Orange is a bright and cheerful color that has been shown to enhance communication, and socialization. Children who play in rooms with orange color schemes tend to be more cooperative, extroverted, and confident. Of course, as with any warm color, too much orange can be overstimulating, and wind up having the opposite effect. While orange may bring out the chatty side of a shy child, too much orange may overwhelm them and cause them to feel irritable and not at all like being friendly. Orange is best used as an accent color, especially the softer shades of orange. Try pairing orange with soft shades of green, lavender, or a neutral cream color.
When your child considers boundaries on a page, it not only saves your kitchen table, but it also shows she is starting to develop spatial skills, the ability to understand relationships between different shapes and objects. “As children become aware of boundaries, they start thinking and planning around them,” says Bodman. Soon, she may color with an understanding of spatial vocabulary such as “above,” “below,” and “between.” Spatial skills are involved in everything from getting orientated in a new environment (say, if your child is learning her way around a new classroom) to packing a suitcase.

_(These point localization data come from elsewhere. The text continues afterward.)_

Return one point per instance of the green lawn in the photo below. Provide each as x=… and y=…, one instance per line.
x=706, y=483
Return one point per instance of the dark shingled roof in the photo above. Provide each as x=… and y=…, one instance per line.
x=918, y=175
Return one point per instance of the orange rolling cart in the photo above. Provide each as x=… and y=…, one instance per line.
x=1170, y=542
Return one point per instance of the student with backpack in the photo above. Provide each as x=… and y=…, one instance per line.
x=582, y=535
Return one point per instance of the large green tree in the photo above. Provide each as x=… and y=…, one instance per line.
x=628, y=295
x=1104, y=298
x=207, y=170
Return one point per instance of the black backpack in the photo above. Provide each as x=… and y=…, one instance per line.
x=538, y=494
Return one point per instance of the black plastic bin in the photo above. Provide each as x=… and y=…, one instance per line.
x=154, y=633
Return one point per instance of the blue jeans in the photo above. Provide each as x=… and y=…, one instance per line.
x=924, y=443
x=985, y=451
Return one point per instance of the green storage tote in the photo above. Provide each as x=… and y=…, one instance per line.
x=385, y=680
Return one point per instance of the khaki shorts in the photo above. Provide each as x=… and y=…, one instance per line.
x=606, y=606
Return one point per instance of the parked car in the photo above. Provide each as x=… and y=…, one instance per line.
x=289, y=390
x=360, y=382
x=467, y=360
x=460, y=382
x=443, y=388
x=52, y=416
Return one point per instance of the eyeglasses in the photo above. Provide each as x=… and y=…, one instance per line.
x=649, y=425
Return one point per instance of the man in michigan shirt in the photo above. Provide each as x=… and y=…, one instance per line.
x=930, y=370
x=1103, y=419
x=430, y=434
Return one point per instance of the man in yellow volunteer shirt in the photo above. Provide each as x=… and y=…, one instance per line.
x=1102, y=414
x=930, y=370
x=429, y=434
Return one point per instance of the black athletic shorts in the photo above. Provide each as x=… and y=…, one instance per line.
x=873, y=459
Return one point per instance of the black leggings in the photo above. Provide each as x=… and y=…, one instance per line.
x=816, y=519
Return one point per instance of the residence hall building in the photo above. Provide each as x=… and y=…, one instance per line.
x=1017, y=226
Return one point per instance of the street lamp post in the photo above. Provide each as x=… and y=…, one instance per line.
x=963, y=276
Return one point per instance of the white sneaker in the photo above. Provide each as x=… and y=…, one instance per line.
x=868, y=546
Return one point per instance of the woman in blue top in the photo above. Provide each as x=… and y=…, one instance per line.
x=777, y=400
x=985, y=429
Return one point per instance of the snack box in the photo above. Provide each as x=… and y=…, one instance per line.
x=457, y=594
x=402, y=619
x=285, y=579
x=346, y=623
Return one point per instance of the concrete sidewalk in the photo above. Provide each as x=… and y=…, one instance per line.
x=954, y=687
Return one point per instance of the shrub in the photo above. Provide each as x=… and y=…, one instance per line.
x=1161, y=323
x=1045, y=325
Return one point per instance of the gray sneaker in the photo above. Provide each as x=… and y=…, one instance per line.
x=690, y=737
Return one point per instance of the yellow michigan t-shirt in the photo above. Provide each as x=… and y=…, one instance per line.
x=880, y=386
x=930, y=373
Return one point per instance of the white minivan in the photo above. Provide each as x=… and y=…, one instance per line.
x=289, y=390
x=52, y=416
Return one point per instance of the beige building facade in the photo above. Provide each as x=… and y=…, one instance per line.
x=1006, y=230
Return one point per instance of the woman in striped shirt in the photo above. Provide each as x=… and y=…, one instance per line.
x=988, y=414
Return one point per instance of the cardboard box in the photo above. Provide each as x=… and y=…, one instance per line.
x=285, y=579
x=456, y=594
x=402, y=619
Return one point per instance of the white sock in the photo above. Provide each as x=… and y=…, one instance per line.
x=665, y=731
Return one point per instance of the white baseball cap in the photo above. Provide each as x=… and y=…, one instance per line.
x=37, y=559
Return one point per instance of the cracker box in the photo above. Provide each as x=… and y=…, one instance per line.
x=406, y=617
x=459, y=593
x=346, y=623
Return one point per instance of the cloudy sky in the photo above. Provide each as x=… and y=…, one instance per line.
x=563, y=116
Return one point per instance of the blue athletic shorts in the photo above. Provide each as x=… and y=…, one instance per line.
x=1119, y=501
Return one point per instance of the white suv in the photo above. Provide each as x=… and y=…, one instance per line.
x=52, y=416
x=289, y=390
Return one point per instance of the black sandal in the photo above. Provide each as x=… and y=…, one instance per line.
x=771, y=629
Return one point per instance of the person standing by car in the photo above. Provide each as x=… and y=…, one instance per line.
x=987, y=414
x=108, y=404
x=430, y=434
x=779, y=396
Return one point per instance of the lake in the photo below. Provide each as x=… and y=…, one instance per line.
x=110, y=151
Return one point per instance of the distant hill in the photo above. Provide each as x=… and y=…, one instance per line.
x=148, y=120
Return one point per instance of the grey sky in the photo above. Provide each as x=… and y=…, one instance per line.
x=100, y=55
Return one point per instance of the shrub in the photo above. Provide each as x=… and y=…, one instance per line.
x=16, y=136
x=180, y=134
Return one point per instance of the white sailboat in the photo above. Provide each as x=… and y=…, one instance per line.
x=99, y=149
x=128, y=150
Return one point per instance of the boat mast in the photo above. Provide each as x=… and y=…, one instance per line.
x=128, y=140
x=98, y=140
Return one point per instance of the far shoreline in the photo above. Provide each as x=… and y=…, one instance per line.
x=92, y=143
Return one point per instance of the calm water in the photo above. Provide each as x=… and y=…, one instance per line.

Coloring is a fine motor strengthening tool that many Occupational Therapists recommend and use in treatment sessions. Coloring is a resistive task that provides the small muscles in the hand to work the waxy crayon onto coloring sheets. When a child holds a crayon, they are working on the strength of the intrinsic muscles of the hand. Using broken crayons requires more work and is a greater strengthening task for kids who need to work on their tripod grasp. For more strengthening, encourage your child to color more resistive surfaces such as construction paper, cardboard, or even sand paper.